Mais elle ne vient pas de l’arme de Garcia.
Le capitaine se retourne brusquement.
Mandrin se tient derrière lui, le bras tendu, le canon encore fumant pointé vers l’inconnu à la voix métallique. Il a entendu toute la conversation par le talkie-walkie et est arrivé en renfort. Peut-être à cause de la tension extrême de la situation, Garcia ne l’a-t-il pas entendu approcher.
Profitant du relâchement soudain de la prise de son agresseur, Mélanie se précipite vers son mari. Mais la table de la cuisine lui barre le passage. Elle trébuche, perd l’équilibre et chute lourdement au sol, hors du champ de vision des deux policiers.
— Mélanie !
Garcia et Mandrin se ruent vers elle, enjambant la longue table ou glissant maladroitement sur le carrelage. Mais lorsqu’ils atteignent l’autre côté, ils s’immobilisent net.
L’étranger est déjà au-dessus d’elle.
Il relève lentement la tête.
Son visage est fendu par un sourire trop large, irréel, dévoilant une rangée de crocs acérés. De son front suinte un liquide noir et visqueux, épais comme de la poix. Ses yeux flamboyants projettent des rayons écarlates.
Il tient le visage de Mélanie entre ses mains.
Elle n’a plus aucune expression.
Un filet de sang commence à couler de ses narines… puis de ses orbites.
En une fraction de seconde, Garcia comprend ce qui est en train de se passer.
Il tire.
Encore. Et encore.
Les balles martèlent le torse du monstre, qui lâche enfin sa prise dans un cri strident. Mais Garcia ne l’entend pas. Il hurle lui-même, aveuglé par la panique, tirant sans compter, désespéré de sauver sa femme des griffes de ce démon.
Mandrin saute par-dessus la table aussitôt après lui, l’arme braquée, les yeux rivés sur l’inconnu.
Malgré la pluie de balles qui transperce sa poitrine, la créature parvient à se redresser. Elle chancelle une fraction de seconde… puis se rue vers la fenêtre fermée de la cuisine.
Le verre explose dans un fracas assourdissant.
Le monstre traverse la baie vitrée et disparaît dans le vide.
— NON !!!
Garcia serre le visage de sa femme contre son torse et laisse échapper un cri de douleur déchirant, animal.
Mandrin se précipite vers la fenêtre béante et se penche, cherchant le corps du regard.
Impossible.
Personne ne peut survivre à une telle chute.
Pas avec une armada de balles dans le corps.
Pas après plusieurs étages de chute.
Au même moment, Dobrovic est toujours au volant de la Peugeot banalisée, à l’affût du moindre mouvement vers l’étage où Mandrin s’est précipité en catastrophe. La bouche collée à son talkie-walkie, il appelle du renfort, qui devrait arriver d’une minute à l’autre — surtout après la rafale de coups de feu qu’il a clairement entendue depuis l’appartement du capitaine.

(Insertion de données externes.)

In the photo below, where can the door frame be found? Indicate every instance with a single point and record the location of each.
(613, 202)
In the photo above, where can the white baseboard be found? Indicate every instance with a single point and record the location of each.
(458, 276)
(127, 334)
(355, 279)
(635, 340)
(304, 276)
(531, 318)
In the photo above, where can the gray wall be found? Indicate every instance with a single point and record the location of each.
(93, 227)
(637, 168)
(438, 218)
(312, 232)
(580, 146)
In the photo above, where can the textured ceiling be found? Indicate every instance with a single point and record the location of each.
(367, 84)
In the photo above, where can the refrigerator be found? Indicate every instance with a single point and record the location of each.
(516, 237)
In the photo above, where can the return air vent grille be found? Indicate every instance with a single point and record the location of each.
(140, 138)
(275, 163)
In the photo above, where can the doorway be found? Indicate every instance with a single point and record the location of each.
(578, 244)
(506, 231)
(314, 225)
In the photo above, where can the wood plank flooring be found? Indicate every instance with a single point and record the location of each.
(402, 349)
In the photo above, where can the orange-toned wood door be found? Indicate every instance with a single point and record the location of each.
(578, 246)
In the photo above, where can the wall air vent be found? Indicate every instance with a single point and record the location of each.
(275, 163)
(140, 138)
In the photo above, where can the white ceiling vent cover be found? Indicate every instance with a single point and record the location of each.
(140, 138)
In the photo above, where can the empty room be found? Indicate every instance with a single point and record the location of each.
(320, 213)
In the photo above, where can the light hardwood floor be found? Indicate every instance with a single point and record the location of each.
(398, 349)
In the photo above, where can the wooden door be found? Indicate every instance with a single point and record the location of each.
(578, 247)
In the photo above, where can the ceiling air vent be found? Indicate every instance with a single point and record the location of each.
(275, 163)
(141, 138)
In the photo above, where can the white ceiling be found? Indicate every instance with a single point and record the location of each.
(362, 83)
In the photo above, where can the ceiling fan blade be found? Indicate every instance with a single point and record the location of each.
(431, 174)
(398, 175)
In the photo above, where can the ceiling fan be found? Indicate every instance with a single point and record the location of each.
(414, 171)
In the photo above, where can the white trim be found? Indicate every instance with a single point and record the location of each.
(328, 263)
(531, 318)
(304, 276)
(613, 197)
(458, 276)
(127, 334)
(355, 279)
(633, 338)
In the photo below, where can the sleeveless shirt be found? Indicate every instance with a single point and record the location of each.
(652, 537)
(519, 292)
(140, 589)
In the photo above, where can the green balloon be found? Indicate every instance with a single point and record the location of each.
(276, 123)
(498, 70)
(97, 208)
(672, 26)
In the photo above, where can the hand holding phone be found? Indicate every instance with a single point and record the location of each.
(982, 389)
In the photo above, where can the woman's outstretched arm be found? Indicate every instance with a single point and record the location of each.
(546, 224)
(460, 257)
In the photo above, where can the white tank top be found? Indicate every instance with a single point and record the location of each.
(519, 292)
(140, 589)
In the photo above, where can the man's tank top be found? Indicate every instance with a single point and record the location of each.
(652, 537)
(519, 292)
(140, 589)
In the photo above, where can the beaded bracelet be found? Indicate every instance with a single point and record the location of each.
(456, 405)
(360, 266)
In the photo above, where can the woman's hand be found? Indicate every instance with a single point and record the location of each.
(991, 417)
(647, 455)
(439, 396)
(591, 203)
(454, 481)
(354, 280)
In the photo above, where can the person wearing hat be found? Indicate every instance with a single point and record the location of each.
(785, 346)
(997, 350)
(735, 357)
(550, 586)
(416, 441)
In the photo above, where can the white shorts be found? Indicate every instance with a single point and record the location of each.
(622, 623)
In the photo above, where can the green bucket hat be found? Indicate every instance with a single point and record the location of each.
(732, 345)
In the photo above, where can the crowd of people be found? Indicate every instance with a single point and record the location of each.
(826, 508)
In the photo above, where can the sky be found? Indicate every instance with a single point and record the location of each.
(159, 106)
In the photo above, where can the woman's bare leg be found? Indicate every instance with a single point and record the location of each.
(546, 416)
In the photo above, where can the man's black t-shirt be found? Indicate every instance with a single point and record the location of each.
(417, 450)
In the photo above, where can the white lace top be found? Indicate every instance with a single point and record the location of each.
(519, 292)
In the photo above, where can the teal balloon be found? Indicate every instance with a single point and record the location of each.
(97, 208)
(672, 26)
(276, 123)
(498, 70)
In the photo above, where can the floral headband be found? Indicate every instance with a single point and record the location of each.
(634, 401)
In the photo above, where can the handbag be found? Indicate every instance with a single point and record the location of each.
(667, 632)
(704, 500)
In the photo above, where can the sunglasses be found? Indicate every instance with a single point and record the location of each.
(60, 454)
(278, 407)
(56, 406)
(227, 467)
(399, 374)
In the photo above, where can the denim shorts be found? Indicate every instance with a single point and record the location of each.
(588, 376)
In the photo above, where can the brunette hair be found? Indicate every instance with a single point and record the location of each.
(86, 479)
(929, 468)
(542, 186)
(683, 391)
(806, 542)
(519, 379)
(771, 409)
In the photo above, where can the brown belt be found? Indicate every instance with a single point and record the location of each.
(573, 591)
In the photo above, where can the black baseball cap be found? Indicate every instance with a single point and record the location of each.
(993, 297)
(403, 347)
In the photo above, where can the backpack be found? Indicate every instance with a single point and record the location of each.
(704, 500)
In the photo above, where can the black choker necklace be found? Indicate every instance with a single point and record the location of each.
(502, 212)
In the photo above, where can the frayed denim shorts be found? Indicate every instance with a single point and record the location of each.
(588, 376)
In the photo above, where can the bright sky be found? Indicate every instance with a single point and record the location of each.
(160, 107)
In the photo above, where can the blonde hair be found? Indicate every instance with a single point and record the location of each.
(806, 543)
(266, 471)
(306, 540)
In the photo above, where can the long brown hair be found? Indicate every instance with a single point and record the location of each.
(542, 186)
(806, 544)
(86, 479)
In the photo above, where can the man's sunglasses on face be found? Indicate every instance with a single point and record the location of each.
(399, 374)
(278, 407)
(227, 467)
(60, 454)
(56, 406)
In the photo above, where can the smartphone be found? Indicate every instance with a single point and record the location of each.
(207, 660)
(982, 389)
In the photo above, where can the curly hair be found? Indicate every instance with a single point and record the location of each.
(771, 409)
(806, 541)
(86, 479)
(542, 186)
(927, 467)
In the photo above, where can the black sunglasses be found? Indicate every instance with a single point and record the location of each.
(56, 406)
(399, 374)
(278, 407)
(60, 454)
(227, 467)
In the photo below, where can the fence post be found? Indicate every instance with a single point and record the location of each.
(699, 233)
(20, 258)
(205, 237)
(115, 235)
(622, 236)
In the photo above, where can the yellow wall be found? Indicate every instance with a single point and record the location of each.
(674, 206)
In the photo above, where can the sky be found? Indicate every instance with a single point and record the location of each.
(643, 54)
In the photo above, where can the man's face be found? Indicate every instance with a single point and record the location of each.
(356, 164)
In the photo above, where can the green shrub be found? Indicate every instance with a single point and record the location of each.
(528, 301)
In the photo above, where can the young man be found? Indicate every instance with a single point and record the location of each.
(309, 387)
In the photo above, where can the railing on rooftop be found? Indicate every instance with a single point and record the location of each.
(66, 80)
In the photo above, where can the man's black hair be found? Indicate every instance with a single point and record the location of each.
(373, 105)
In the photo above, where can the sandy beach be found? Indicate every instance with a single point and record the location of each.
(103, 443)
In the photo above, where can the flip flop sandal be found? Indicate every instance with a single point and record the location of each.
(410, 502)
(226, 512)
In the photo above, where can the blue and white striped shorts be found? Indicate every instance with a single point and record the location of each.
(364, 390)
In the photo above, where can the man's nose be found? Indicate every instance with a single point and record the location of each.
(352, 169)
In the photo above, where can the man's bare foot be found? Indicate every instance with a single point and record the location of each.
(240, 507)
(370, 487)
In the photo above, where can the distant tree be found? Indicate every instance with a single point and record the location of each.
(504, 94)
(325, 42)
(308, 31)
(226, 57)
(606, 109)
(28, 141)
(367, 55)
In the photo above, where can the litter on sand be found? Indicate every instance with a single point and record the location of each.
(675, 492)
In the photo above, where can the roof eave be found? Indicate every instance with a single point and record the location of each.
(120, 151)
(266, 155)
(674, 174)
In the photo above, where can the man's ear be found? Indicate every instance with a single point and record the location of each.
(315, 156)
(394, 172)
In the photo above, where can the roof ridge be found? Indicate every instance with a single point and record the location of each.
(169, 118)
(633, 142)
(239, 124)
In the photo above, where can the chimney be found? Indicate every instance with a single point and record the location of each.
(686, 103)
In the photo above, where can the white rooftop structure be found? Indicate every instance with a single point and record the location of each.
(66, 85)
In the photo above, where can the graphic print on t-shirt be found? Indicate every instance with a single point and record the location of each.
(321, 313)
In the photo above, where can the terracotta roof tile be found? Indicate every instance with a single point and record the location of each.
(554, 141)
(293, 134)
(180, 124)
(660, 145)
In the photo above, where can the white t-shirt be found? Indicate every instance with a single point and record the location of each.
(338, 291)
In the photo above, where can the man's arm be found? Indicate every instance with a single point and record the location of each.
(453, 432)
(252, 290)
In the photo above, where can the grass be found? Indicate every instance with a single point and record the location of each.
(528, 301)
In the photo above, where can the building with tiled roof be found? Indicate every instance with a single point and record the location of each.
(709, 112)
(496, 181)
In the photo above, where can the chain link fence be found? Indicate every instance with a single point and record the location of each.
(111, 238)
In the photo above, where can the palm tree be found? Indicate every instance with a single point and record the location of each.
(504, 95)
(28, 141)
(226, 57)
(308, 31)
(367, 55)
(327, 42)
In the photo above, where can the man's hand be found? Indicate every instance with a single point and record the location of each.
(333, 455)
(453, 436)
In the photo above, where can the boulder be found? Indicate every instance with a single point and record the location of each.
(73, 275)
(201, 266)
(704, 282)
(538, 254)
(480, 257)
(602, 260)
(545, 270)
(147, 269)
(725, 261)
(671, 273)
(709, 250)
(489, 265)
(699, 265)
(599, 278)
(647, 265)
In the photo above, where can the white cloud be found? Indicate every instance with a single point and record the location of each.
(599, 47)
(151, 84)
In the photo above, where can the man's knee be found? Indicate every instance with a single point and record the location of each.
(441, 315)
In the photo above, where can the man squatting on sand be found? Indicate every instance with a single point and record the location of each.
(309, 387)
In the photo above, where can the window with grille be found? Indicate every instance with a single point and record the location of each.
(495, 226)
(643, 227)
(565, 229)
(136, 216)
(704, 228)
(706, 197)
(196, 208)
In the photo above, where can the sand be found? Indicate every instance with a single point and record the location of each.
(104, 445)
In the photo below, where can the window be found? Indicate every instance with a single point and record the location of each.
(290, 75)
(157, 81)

Soudain, un énorme « bong ! » le sort de ses appels frénétiques.
Une masse noire vient de s’écraser brutalement sur le toit du véhicule, enfonçant la tôle dans un fracas métallique assourdissant. La voiture tangue violemment. Puis, dans un mouvement sec et inhumain, la masse se projette hors du toit, provoquant un soubresaut brutal dans l’habitacle.
Dobrovic se retourne.
À travers le pare-brise arrière, il aperçoit une silhouette difforme — à mi-chemin entre l’humanoïde et l’animal — qui s’éloigne à quatre pattes, à une vitesse presque surnaturelle, avant de disparaître dans les bois sombres qui bordent la cité.